Andrea Dovizioso (Repsol Honda Team), 12°Ero consapevole del fatto che Jerez avrebbe potuto metter in evidenza alcuni dei nostri problemi, ed è quello che è successo oggi. Jerez è un circuito lento dove è necessario esser a proprio agio in staccata ed in accelerazione, diverso rispetto a Sepang o Losail. Sapevo che avrei dovuto lottare qui, ma le prove non sono comunque andate secondo le nostre aspirazioni. Fin dall’inizio è stato problematico trovare un buon feeling per migliorare i tempi sul giro, per cui c’è necessità di trovare dei miglioramenti in alcuni settori. Con la squadra abbiamo analizzato i dati e programmato un piano da seguire nel weekend, per questo sono fiducioso per i miglioramenti in vista di domani“. Randy De Puniet (LCR Honda MotoGP), 13°Il primo turno non è andato come ce lo aspettavamo perché all’inizio abbiamo avuto qualche problema a cambiare marcia e non ero a mio agio. Quindi sono uscito con la moto due e i tempi sul giro erano accettabili ma il motore era troppo aggressivo quindi ci sarà da lavorare un po’ sulla mappatura. Comunque alla fine del turno sono arrivati i primi miglioramenti e sono riuscito a guidare con maggior scioltezza. Ho girato tutto il turno con le stesse gomme e il mio giro migliore è uscito alla fine con una gomma che aveva 25 giri quindi senza dubbio abbiamo il potenziale per migliorare domani. Oggi non cercavo il tempone“. Mika Kallio (Pramac Racing Team), 14°Sono amareggiato per non aver concluso le prove libere nei primi dieci, so che è un risultato alla mia portata quindi dovrò impegnarmi domani per ottenere un buon risultato nelle seconde prove libere e successivamente nelle qualifiche. Ho un ottimo feeling nel terzo settore del circuito che è una delle parti più guidate della pista, li ho ottenuto il sesto tempo assoluto. Devo migliorare negli altri settori. Vedere le Ducati ufficiali cosi avanti mi da un enorme fiducia nella moto e mi auguro di riuscire ad ottenere una buona qualifica domani“. Marco Simoncelli (San Carlo Honda Gresini), 15° “Non sono contentissimo ma neanche scontento. Sappiamo che dobbiamo lavorare ancora, abbiamo provato qualche piccola soluzione che adesso va un pò meglio e quindi sono fiducioso. Dobbiamo fare qualche piccolo intervento sull´elettronica e ottimizzare il funzionamento del telaio. Secondo me se troviamo la giusta strada domani possiamo sicuramente migliorare”.

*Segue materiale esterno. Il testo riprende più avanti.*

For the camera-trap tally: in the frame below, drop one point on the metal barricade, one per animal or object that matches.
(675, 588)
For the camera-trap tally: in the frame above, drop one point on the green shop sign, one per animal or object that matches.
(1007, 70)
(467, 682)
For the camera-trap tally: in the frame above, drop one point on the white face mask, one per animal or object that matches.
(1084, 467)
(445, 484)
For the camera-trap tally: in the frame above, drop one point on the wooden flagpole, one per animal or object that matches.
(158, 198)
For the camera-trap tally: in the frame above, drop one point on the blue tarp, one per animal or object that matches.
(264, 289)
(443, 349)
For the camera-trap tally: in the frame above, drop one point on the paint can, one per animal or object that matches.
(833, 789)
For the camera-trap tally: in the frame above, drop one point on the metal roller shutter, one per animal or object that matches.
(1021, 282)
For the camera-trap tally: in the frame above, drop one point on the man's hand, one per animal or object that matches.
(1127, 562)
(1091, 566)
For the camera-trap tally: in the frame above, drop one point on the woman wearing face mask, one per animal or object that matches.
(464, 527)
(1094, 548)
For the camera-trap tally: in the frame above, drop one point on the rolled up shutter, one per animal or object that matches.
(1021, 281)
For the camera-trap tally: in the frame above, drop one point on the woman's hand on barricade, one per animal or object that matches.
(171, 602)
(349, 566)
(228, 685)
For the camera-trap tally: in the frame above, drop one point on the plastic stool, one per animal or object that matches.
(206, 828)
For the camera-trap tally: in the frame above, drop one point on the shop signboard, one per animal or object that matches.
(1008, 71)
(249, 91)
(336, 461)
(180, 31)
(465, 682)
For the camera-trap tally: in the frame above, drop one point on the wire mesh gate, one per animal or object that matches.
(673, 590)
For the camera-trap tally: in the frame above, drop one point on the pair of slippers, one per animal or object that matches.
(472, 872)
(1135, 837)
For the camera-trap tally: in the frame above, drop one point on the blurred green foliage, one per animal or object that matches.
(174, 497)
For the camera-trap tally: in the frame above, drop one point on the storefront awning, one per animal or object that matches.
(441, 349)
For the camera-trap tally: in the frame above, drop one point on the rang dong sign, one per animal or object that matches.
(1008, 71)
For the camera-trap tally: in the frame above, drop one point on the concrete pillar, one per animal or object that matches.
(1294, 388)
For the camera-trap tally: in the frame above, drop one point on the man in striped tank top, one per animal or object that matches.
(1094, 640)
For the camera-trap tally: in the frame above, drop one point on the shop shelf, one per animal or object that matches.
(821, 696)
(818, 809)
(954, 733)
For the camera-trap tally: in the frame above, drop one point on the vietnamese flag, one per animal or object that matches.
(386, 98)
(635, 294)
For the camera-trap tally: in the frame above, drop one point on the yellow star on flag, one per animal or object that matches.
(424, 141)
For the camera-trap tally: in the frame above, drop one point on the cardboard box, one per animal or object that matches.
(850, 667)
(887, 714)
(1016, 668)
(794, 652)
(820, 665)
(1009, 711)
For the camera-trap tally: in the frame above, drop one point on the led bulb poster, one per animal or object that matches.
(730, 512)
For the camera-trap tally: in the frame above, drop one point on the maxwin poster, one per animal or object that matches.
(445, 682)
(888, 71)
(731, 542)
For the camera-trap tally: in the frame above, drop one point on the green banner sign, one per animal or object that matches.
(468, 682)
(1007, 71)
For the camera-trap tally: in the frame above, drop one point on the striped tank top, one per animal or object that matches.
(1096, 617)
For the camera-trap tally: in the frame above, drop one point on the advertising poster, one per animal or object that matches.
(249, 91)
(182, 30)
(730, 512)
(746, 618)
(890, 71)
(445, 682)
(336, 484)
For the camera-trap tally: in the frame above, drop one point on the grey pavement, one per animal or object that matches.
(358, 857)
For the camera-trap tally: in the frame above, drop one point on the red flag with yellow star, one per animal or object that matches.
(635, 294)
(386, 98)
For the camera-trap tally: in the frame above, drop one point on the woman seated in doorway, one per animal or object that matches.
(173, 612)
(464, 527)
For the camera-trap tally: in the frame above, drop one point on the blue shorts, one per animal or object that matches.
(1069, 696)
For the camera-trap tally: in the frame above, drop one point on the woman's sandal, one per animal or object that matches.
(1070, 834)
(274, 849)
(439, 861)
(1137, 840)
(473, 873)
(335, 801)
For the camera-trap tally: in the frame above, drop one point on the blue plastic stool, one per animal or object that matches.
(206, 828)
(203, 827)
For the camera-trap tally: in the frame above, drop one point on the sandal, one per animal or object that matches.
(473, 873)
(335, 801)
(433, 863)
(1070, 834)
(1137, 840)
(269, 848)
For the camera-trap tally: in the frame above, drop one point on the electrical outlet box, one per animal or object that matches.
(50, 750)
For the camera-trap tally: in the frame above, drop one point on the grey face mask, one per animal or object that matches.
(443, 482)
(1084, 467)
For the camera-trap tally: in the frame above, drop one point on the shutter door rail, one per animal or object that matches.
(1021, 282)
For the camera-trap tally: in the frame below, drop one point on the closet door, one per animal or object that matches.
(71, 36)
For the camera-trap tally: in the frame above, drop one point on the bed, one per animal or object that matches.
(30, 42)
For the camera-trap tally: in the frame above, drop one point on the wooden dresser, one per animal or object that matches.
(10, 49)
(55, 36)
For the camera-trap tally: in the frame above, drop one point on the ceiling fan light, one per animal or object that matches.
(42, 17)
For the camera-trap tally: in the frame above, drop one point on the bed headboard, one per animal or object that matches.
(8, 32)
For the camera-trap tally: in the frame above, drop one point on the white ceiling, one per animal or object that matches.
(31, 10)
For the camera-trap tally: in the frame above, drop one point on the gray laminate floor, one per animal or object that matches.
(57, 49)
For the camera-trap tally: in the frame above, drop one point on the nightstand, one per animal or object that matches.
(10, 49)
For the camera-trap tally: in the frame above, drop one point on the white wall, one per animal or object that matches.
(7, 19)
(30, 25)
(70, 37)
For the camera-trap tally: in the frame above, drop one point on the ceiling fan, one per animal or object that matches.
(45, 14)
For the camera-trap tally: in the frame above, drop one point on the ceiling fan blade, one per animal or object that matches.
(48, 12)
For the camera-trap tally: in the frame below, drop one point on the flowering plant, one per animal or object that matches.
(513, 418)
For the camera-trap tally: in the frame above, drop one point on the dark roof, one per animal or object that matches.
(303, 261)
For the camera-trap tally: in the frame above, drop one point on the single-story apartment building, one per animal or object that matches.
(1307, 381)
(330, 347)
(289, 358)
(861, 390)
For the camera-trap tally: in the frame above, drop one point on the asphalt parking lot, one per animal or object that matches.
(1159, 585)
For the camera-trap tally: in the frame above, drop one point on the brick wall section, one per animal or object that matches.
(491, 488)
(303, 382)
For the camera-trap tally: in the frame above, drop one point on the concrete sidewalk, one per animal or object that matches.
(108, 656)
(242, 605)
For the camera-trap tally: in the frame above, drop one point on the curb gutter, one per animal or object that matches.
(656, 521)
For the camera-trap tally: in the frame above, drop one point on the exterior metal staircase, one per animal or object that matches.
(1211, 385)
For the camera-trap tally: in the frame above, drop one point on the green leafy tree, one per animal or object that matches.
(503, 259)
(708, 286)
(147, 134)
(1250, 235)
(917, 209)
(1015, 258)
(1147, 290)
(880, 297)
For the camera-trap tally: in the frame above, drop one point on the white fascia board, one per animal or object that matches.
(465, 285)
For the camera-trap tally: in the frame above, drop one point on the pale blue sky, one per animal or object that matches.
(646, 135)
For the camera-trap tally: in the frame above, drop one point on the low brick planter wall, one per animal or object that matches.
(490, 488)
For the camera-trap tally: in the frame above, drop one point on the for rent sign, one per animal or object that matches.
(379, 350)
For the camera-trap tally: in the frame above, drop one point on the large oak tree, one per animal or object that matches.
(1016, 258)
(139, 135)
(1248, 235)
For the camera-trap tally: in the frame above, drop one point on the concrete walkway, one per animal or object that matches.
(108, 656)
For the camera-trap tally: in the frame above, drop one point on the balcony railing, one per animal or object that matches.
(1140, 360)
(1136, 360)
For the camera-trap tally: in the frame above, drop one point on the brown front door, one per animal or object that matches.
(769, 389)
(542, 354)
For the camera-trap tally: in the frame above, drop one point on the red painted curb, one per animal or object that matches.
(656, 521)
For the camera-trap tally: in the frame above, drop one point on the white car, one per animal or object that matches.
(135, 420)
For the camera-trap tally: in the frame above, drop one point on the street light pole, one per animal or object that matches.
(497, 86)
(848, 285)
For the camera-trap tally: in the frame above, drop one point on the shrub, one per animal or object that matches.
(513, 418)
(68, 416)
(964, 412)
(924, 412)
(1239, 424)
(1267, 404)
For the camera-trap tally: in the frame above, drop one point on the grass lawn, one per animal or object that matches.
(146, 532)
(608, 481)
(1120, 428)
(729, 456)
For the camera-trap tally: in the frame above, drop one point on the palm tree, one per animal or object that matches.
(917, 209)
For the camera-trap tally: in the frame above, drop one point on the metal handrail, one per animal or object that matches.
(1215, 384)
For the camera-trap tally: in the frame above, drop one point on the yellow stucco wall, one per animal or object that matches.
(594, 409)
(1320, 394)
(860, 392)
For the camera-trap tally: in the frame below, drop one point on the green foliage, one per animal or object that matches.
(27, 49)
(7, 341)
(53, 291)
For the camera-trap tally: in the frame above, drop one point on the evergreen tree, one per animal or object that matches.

Aleix Espargaro (Pramac Racing Team), 16°Continuo ad avere un po’ di problemi con il carico sull’anteriore come in Qatar. Durante le prove abbiamo modificato un po’ il settaggio ed ho acquisito un po’ di feeling con il tracciato e con la moto, abbassando costantemente il mio tempo sul giro. Purtroppo le prime prove libere continuano ad essere sempre un po’ difficili per me. Certo il sedicesimo tempo non è un ottimo risultato, ma considero molto positivo il fatto che ci sia meno di un secondo di gap tra me e il settimo dell’attuale qualifica“. Hiroshi Aoyama (Interwetten Honda MotoGP), 17°Per noi questo turno di prove era un pò come una lezione di scuola. Stiamo cercando di adattare la moto a questa pista e capire meglio la situazione. Sono stato molto attento in sella e abbiamo cambiato diverse cose nel corso della sessione, ma adesso dobbiamo analizzare i dati e vedere come posso riuscire ad esser più veloce“.